Las antiguas ordenanzas que reglaban la labor de los custiero fijaban, de hecho, las multas para los pastores y ladrones que asaltaran los viñedos sin autorización. Para los primeros, la sanción era de ‘carneramiento‘ (dándose muerte a una oveja si el rebaño entraba en invierno y dos si lo hacía entre marzo y el periodo de vendimia) mientras que para los que ‘entre Santiago y vendimia entrare en una viña viciosamente, aunque solo la atraviese‘ se imponía el pago de un real.

El carneramiento era una práctica de castigo habitual en la zona, pues, este tipo de pena para ganaderos y rebaños, está -también- documentada en un pleito entre Carcastillo (Navarra) y el Monasterio de La Oliva.

¿En qué pueblos están los guardaviñas en Rioja Alavesa?

  • Laguardia, 397
  • Lanciego, 346
  • Elvillar, 279
  • Oyón, 139
  • Labastida, 140
  • Baños de río Ebro, 73
  • Samaniego, 72
  • Lapuebla de Labarca, 54
  • Leza, 51
  • Moreda de Álava, 45
  • Elciego, 41
  • Yécora, 36
  • Navaridas, 34
  • Villabuena de Álava 31
  • Kripán, 22
La elevada presencia de chozos o guardaviñas en Rioja Alavesa pone de relieve el carácter minifundista que siempre han tenido las tierras alavesas de Rioja.

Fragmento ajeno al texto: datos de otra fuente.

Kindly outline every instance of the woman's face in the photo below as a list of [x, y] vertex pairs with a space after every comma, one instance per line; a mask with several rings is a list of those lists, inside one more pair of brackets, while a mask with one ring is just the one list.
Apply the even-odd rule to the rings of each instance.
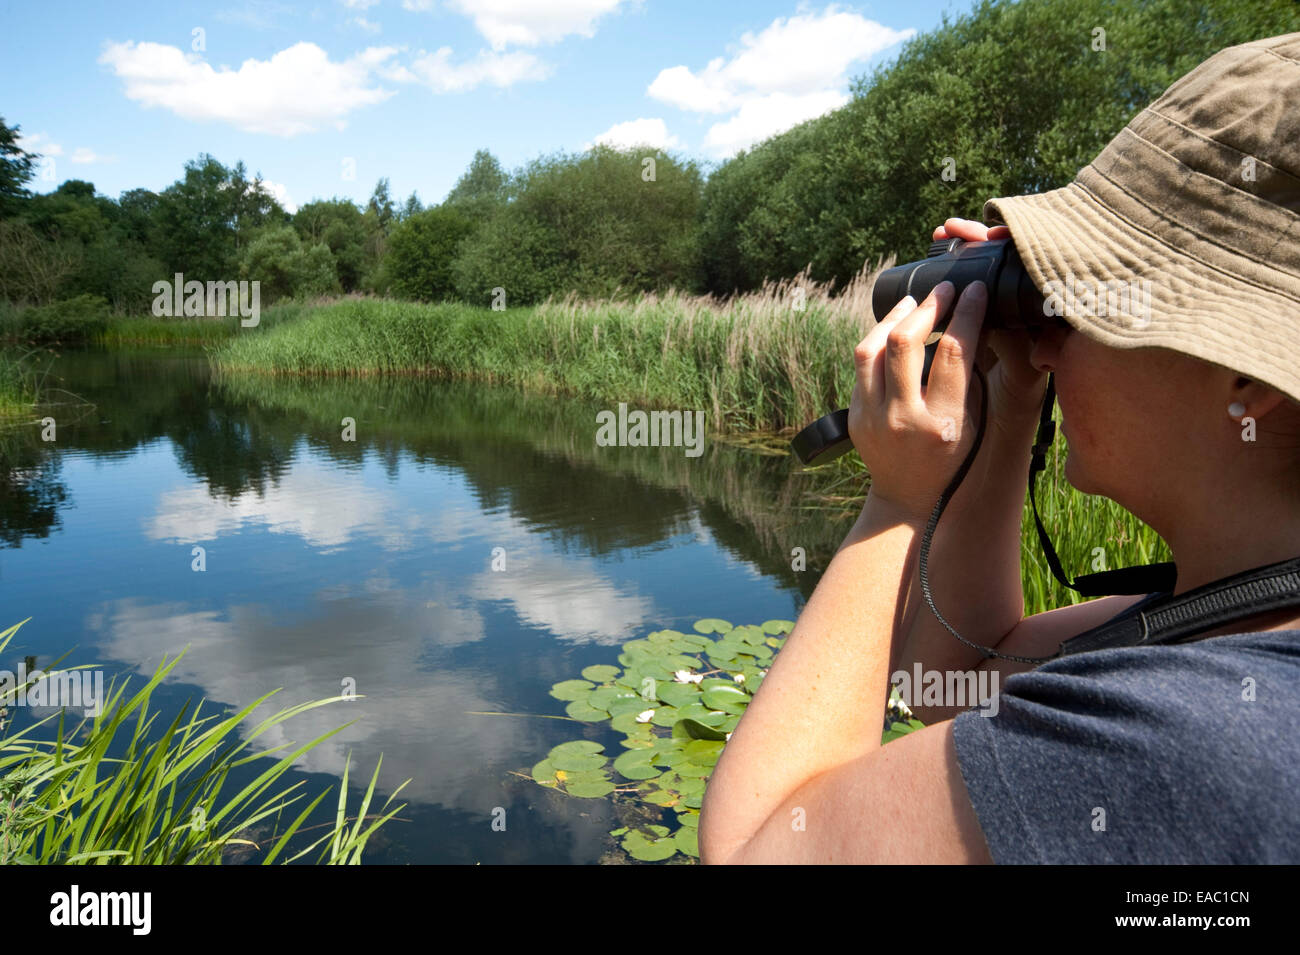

Actualmente, Elvillar, Lanciego, Moreda de Álava y Laguardia son los pueblos de Rioja Alavesa con mayor densidad de chozos por kilómetro cuadrado, con nueve (Elvillar), siete (Lanciego), cinco (Moreda de Álava) y tres (Laguardia), respectivamente.

Tiene especial consideración la elevada concentración de guardaviñas en Lanciego y Elvillar, municipios notablemente inferiores -en cuanto a extensión territorial se refiere- a Laguardia, capital de la Cuadrilla de Laguardia – Rioja Alavesa.

Guardaviñas en Laguardia (Rioja Alavesa)

Guardaviñas – Laguardia, Rioja Alavesa

Los chozos son, en definitiva, un rasgo distintivo de la importancia que los viñedos y su desarrollo tienen para los viticultores de Rioja, y de Rioja Alavesa en especial. Las reducidas distancias entre los pueblos de esta zona de Rioja -y entre los de la Sonsierra riojana, que divide en dos el área vasca- permite realizar una rica ruta turística por los pueblos con más encanto, disfrutando de sus mejores vinos, sus bodegas, sus gentes y su historia.

Una historia que se ve reflejada en los guardaviñas que antaño sirvieron para proteger las viñas y que hoy aportan esplendor y tradición al mejor tesoro de Rioja: su cultura en torno al viñedo.